RAID-5 is good but in the past I’ve lost three drives in a single RAID-5 set on a Sun 3510 in a matter of hours, leading to downtime and data loss. It turned out that there was a defective batch of drives. In a situation like this, when one drive goes, the RAID set starts rebuilding to a spare drive, generating lots of disk activity and hitting those bad blocks on the defective drive. It’s like a chain reaction. HA clusters – either Sun or VCS – are very impressive, but they are convoluted, expensive and, when they do fail, they are difficult to recover.
A Case Study
I had a pair of Sun 6140s and a pair of Sun v1280s – one production and one stand-by. I needed a design that ensured data and application availability regardless of what hardware component decided to fail: a disk, a bunch of disks, a NIC, both FC cards, a fiber cable, a tray, an entire array, or a server. Each array provided far more disk space than I needed, so I was in a position to waste disk space in exchange for redundancy. I never liked Sun HA Cluster or VCS – too complicated, too unreliable – failing over for a reason or without one – and requiring too much time to recover when the HA software screws up. Here’s a design I came up with:
To summarize: each v1280 has two dual-channel FCs, each 6140 has two quad-channel controllers. The servers are connected to both arrays in a way that would ensure an alternative communication path regardless of a failed device or component. This is how the physical connections are arranged on the outside. As for internal configuration:
Each array has 16 disks. These are arranged in 7 LUNs, 2 disks each with two disks left as spares for the hardware RAID-5. One LUN in each array is reserved as hot spare for the volume manager to use. Each logical volume is based on two mirrored (via the volume manager) LUNs – one from each array. Essentially, arrays are mirror copies of each other.

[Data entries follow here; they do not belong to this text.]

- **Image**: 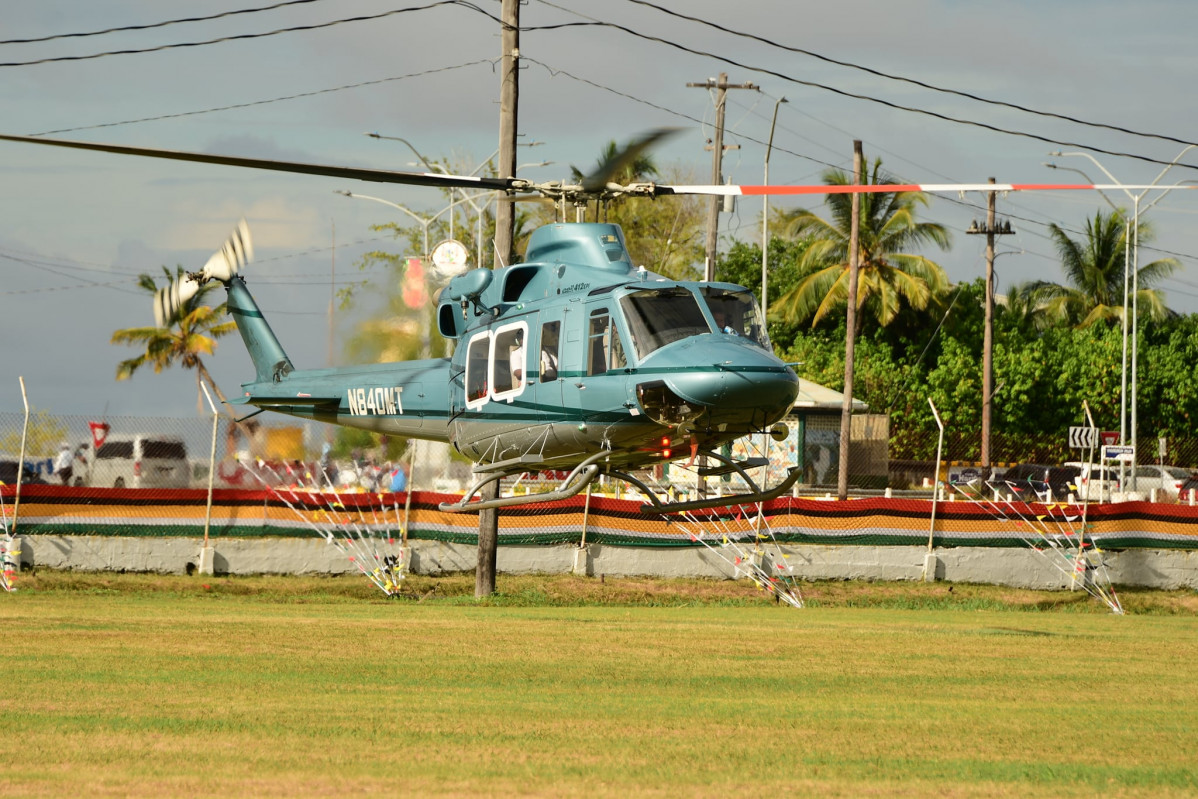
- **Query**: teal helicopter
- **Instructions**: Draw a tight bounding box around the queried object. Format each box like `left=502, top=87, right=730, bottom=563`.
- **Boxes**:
left=0, top=126, right=799, bottom=512
left=0, top=131, right=1145, bottom=513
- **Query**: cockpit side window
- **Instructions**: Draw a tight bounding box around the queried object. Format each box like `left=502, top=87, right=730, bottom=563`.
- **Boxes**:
left=466, top=333, right=491, bottom=405
left=619, top=286, right=712, bottom=358
left=540, top=321, right=562, bottom=383
left=703, top=286, right=770, bottom=350
left=491, top=322, right=527, bottom=399
left=587, top=308, right=628, bottom=375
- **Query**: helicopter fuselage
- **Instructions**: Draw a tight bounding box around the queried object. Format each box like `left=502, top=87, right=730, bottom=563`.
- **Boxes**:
left=228, top=223, right=798, bottom=471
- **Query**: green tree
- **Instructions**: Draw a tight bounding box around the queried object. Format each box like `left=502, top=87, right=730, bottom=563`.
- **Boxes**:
left=111, top=266, right=237, bottom=416
left=548, top=141, right=707, bottom=280
left=772, top=158, right=950, bottom=331
left=1029, top=211, right=1179, bottom=327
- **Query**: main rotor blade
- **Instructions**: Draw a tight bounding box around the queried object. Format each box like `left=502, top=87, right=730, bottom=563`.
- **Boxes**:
left=654, top=183, right=1198, bottom=196
left=582, top=128, right=678, bottom=192
left=0, top=134, right=519, bottom=192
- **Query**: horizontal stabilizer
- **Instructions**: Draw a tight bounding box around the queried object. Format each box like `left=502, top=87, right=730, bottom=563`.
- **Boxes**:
left=229, top=395, right=341, bottom=408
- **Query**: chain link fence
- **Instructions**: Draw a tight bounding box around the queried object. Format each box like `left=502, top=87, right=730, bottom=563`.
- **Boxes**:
left=0, top=411, right=1198, bottom=512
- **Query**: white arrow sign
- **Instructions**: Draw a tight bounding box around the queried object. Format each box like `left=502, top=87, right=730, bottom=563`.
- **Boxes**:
left=1069, top=428, right=1099, bottom=449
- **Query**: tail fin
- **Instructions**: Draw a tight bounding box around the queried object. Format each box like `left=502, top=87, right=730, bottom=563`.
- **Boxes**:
left=225, top=276, right=295, bottom=383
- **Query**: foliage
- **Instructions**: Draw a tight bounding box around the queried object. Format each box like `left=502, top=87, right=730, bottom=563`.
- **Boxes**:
left=1029, top=211, right=1180, bottom=327
left=714, top=236, right=809, bottom=341
left=111, top=266, right=236, bottom=414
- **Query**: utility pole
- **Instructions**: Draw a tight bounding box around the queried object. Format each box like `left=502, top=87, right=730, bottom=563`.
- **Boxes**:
left=686, top=72, right=757, bottom=280
left=474, top=0, right=520, bottom=598
left=966, top=177, right=1015, bottom=480
left=836, top=139, right=865, bottom=502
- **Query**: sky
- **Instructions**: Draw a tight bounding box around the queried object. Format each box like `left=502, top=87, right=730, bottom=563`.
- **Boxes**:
left=0, top=0, right=1198, bottom=417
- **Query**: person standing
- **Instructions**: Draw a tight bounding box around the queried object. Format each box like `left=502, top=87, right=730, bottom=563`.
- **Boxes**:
left=54, top=441, right=74, bottom=485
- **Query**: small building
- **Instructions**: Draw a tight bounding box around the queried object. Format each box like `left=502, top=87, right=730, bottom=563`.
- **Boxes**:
left=718, top=377, right=890, bottom=489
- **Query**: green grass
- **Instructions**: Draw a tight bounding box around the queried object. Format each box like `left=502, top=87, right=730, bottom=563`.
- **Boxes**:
left=0, top=571, right=1198, bottom=797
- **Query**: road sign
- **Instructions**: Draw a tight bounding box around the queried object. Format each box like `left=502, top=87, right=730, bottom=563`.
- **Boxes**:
left=1102, top=444, right=1136, bottom=464
left=1069, top=428, right=1099, bottom=449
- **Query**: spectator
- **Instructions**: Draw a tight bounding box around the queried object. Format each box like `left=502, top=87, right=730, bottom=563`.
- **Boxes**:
left=54, top=441, right=74, bottom=485
left=391, top=464, right=407, bottom=494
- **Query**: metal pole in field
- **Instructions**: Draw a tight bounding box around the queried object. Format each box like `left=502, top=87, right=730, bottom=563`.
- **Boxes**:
left=924, top=397, right=944, bottom=582
left=12, top=376, right=29, bottom=535
left=927, top=397, right=944, bottom=553
left=200, top=382, right=220, bottom=574
left=836, top=139, right=865, bottom=502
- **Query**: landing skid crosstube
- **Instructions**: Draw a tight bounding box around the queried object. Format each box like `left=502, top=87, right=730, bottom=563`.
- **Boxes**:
left=440, top=452, right=801, bottom=513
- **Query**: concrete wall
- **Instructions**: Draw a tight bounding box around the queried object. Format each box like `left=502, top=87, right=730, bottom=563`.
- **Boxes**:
left=11, top=535, right=1198, bottom=589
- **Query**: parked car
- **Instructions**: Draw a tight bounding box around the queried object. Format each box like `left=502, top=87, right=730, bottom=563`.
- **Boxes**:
left=87, top=435, right=192, bottom=489
left=991, top=464, right=1052, bottom=502
left=1065, top=461, right=1121, bottom=502
left=1127, top=464, right=1190, bottom=502
left=1046, top=465, right=1082, bottom=502
left=0, top=458, right=46, bottom=485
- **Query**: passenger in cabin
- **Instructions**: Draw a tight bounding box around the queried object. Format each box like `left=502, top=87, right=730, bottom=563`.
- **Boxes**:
left=540, top=322, right=557, bottom=383
left=508, top=332, right=525, bottom=388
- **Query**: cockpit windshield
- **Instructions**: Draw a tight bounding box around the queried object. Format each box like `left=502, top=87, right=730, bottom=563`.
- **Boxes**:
left=619, top=286, right=712, bottom=358
left=703, top=286, right=770, bottom=350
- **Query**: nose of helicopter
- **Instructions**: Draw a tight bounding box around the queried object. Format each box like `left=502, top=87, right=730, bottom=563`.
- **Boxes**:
left=665, top=333, right=799, bottom=411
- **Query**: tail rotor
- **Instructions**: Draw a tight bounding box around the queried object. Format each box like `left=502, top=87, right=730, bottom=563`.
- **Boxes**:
left=153, top=219, right=254, bottom=327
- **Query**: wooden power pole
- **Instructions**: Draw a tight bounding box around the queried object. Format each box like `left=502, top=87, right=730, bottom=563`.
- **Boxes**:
left=474, top=0, right=520, bottom=598
left=686, top=72, right=757, bottom=280
left=966, top=177, right=1015, bottom=480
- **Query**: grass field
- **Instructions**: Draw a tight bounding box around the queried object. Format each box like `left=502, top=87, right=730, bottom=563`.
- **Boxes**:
left=0, top=571, right=1198, bottom=797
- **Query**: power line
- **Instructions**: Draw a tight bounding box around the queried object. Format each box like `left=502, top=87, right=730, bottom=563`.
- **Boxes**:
left=628, top=0, right=1193, bottom=156
left=31, top=59, right=495, bottom=135
left=519, top=11, right=1198, bottom=169
left=0, top=0, right=323, bottom=44
left=0, top=0, right=469, bottom=67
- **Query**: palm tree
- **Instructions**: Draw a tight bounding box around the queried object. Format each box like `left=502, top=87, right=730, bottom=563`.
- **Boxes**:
left=555, top=141, right=706, bottom=279
left=113, top=266, right=237, bottom=416
left=1030, top=211, right=1179, bottom=327
left=770, top=158, right=950, bottom=328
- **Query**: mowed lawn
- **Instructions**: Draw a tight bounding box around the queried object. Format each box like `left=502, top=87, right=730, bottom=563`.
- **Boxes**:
left=0, top=576, right=1198, bottom=797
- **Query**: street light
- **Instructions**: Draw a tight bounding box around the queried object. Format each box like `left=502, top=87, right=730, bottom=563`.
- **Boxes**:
left=1045, top=162, right=1131, bottom=459
left=1048, top=144, right=1198, bottom=491
left=761, top=97, right=787, bottom=335
left=761, top=97, right=787, bottom=482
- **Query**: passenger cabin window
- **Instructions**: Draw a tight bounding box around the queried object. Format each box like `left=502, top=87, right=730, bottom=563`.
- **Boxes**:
left=587, top=308, right=628, bottom=375
left=540, top=322, right=562, bottom=383
left=491, top=322, right=527, bottom=397
left=466, top=333, right=491, bottom=405
left=703, top=287, right=770, bottom=350
left=619, top=286, right=712, bottom=358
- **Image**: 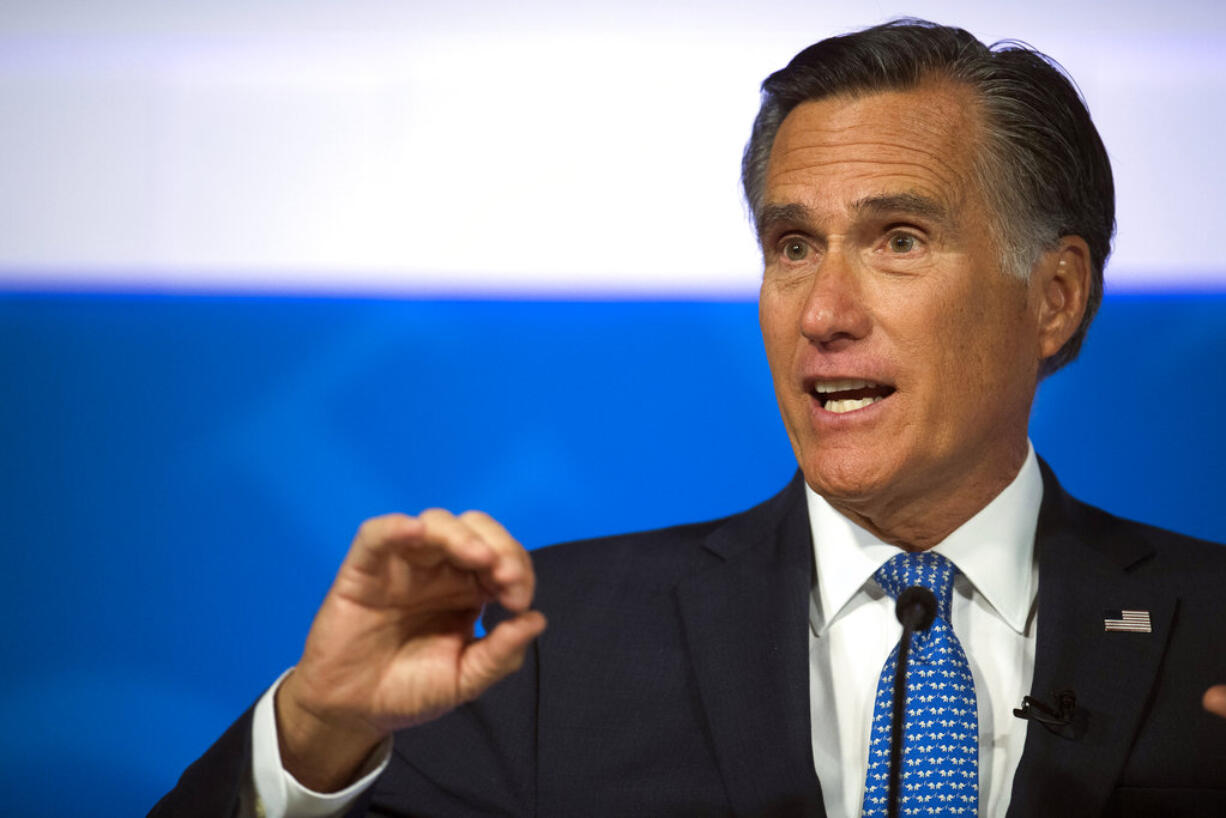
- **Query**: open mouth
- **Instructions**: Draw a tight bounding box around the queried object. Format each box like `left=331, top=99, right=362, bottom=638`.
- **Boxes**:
left=813, top=378, right=894, bottom=415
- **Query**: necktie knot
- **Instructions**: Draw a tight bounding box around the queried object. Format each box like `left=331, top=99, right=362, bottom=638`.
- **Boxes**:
left=873, top=551, right=958, bottom=622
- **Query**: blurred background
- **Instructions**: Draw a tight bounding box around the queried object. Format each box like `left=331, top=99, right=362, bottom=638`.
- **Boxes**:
left=0, top=0, right=1226, bottom=817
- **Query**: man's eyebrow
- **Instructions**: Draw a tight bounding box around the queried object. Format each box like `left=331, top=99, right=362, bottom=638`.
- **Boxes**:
left=758, top=202, right=810, bottom=238
left=852, top=193, right=950, bottom=222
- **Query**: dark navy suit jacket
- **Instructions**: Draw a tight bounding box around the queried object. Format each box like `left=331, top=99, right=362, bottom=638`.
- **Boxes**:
left=151, top=465, right=1226, bottom=818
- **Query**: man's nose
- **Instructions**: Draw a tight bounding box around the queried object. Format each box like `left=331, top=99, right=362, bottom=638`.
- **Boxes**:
left=801, top=248, right=873, bottom=350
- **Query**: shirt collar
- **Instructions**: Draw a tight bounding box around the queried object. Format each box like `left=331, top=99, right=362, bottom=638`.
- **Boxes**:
left=804, top=440, right=1043, bottom=635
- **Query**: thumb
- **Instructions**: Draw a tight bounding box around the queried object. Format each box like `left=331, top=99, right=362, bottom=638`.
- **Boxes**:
left=459, top=611, right=546, bottom=701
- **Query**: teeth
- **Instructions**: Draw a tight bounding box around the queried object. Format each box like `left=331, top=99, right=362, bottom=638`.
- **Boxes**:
left=824, top=397, right=881, bottom=415
left=813, top=378, right=877, bottom=395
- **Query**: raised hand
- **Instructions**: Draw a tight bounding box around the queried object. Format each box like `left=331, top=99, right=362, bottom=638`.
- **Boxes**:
left=277, top=509, right=546, bottom=791
left=1201, top=684, right=1226, bottom=719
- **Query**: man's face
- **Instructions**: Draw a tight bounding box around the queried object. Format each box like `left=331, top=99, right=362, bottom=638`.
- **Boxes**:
left=759, top=83, right=1041, bottom=536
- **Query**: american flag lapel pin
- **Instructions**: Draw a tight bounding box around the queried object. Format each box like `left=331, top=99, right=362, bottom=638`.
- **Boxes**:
left=1102, top=611, right=1154, bottom=633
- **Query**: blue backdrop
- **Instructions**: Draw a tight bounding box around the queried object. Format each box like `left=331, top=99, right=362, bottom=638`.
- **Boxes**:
left=0, top=296, right=1226, bottom=817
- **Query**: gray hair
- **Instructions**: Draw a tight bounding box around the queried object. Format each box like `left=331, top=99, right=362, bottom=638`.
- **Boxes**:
left=741, top=18, right=1116, bottom=375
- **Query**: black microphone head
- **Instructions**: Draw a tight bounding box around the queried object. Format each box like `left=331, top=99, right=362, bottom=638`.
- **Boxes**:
left=894, top=585, right=937, bottom=630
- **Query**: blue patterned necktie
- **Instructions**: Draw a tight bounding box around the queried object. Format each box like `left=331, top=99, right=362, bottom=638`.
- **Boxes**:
left=863, top=552, right=980, bottom=818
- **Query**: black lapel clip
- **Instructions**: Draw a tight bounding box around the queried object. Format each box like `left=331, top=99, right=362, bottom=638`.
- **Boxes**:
left=1013, top=690, right=1086, bottom=740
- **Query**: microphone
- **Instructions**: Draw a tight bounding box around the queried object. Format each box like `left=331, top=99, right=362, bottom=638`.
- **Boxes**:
left=886, top=585, right=937, bottom=818
left=1013, top=689, right=1086, bottom=740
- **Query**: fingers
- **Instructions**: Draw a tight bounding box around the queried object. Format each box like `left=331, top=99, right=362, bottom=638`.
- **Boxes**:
left=1201, top=684, right=1226, bottom=719
left=459, top=611, right=546, bottom=700
left=348, top=509, right=536, bottom=612
left=348, top=509, right=495, bottom=574
left=460, top=511, right=536, bottom=612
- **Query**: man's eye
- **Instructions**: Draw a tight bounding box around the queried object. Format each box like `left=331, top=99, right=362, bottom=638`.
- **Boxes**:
left=890, top=233, right=916, bottom=253
left=783, top=239, right=809, bottom=261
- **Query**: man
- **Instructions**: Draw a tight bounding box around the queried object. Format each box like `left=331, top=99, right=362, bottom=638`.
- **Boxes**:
left=153, top=21, right=1226, bottom=816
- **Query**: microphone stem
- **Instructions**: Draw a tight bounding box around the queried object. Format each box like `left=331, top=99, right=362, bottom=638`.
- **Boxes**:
left=886, top=624, right=911, bottom=818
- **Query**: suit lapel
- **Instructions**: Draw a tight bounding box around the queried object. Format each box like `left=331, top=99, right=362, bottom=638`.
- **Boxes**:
left=677, top=476, right=824, bottom=816
left=1009, top=464, right=1178, bottom=816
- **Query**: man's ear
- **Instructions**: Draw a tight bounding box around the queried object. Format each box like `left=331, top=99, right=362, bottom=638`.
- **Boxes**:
left=1030, top=235, right=1091, bottom=361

Additionally, each volume is replicated twice on each server and mounted under different paths. Rsync is used to synchronize the volumes on a regular basis. Not the most advanced solution, considering that Veritas VM is used as well as hardware RAID, but rsync mirroring is the last line of defense, when everything else fails.
So what you get in the end is 1/6 of usable disk space. Wasteful? Very. But when there is ample funding and extreme availability requirements, a configuration like this may be the ticket. I had this system implemented in a production environment. Since then we lost hard drives, FC cards (those go on a regular basis), and once an entire disk array went under, when the primary power supply failed and the backup power supply did not take over because of some firmware problem. Still, there was no downtime and no data loss.